Laying down the rules: What will the regulations be?
Health Canada is currently reviewing some 7,000 submissions from a public consultation on the regulation of edible products. A final set of regulations is expected in late summer.
Current proposals suggest a limit of 10mg THC per beverage container; child-resistant and plain packaging; a health warning message; and would prohibit elements that would associate products with alcoholic beverages.
The proposals also set out rules that production of edible cannabis products can not occur in a building where conventional food is produced.
But the CBPA wants regulations to allow production of cannabis beverages in the same facility as non-cannabis drinks; while it wants branding and packaging regulations to be closer to those of alcohol in a number of respects (such as the ability to use branding and traditional alcohol cues such as wine bottles).
Donnelly says the biggest challenge for the beverage cannabis industry could be getting to grips with potentially strict regulations.
“The biggest challenges are all linked to the regulatory issues of running a production line and managing distribution. Beverage companies must adopt regulations that are more stringent than those that are in place for the production of drugs like Fentanyl.
“Further, it appears most government wholesalers have given little thought to the pending demand for infused beverages and the logistics and space required to handle beverage distribution and retailing, even though they have existing infrastructure already in place for alcohol which could easily handle the demand. Most government run alcohol regulators have no mandate to handle cannabis beverages even though they are ideally suited to do so.
"Instead, they are creating redundant infrastructures designed to handle dried flower, and trying to force fit beverages into them.”
Led by cannabis advocate and former Nova Scotia premier, Darrell Dexter, the Cannabis Beverage Producers Alliance / Alliance des producteurs de boissons a base de cannabis wants to see legislation guiding the regulation of edibles adapted so that:
- Companies can continue investing in innovative technology and talent rather than divert funds to the development of separate facilities where cannabis-infused beverages be manufactured.
- Permitting the sale of cannabis-infused beverages in formats already familiar to consumers, including traditional-looking wine bottles.
- Parity with beverage alcohol branding regulations be permitted to encourage the inclusion of socially-responsible and recognized companies while suppressing interest in sophisticated illicit market products.
Donnelly says that, by bringing manufacturers together, the CBPA hopes to have a much stronger voice.
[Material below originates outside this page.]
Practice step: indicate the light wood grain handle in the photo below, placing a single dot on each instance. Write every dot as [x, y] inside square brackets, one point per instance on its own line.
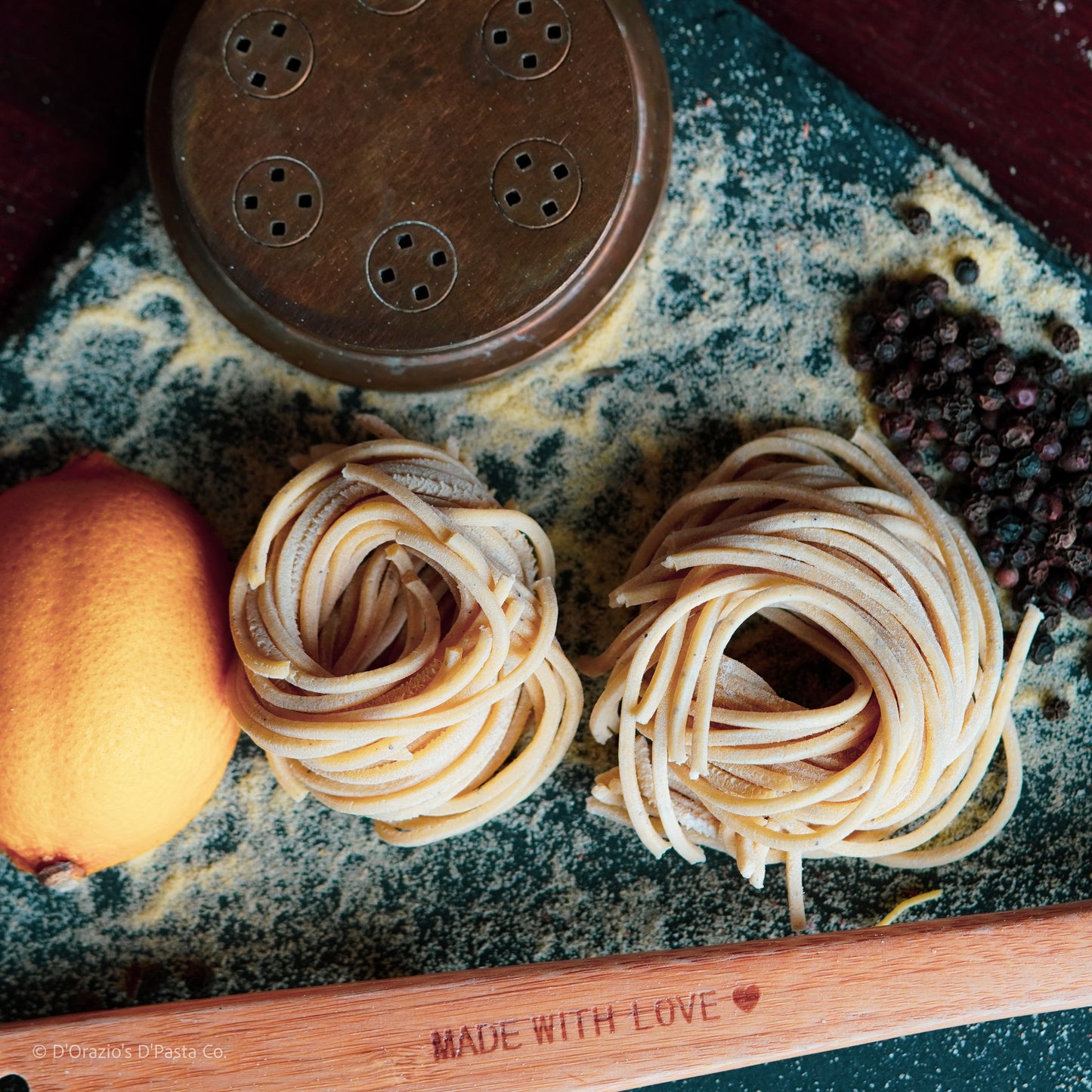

“It is easy for the government to ignore any one company, but much harder for them to ignore an entire industry. We want to achieve the same goals as the government, which include protecting consumers and displacing the black market.
“However, the regulations regarding plain packaging commoditize legal products, essentially placing them at parity to the black market.
"Brands add value, create differentiation, and enable consumers to build relationships with products based on trust, certainty, integrity and security. Only by allowing our brands to express themselves fully will we able to clearly differentiate from the black market.”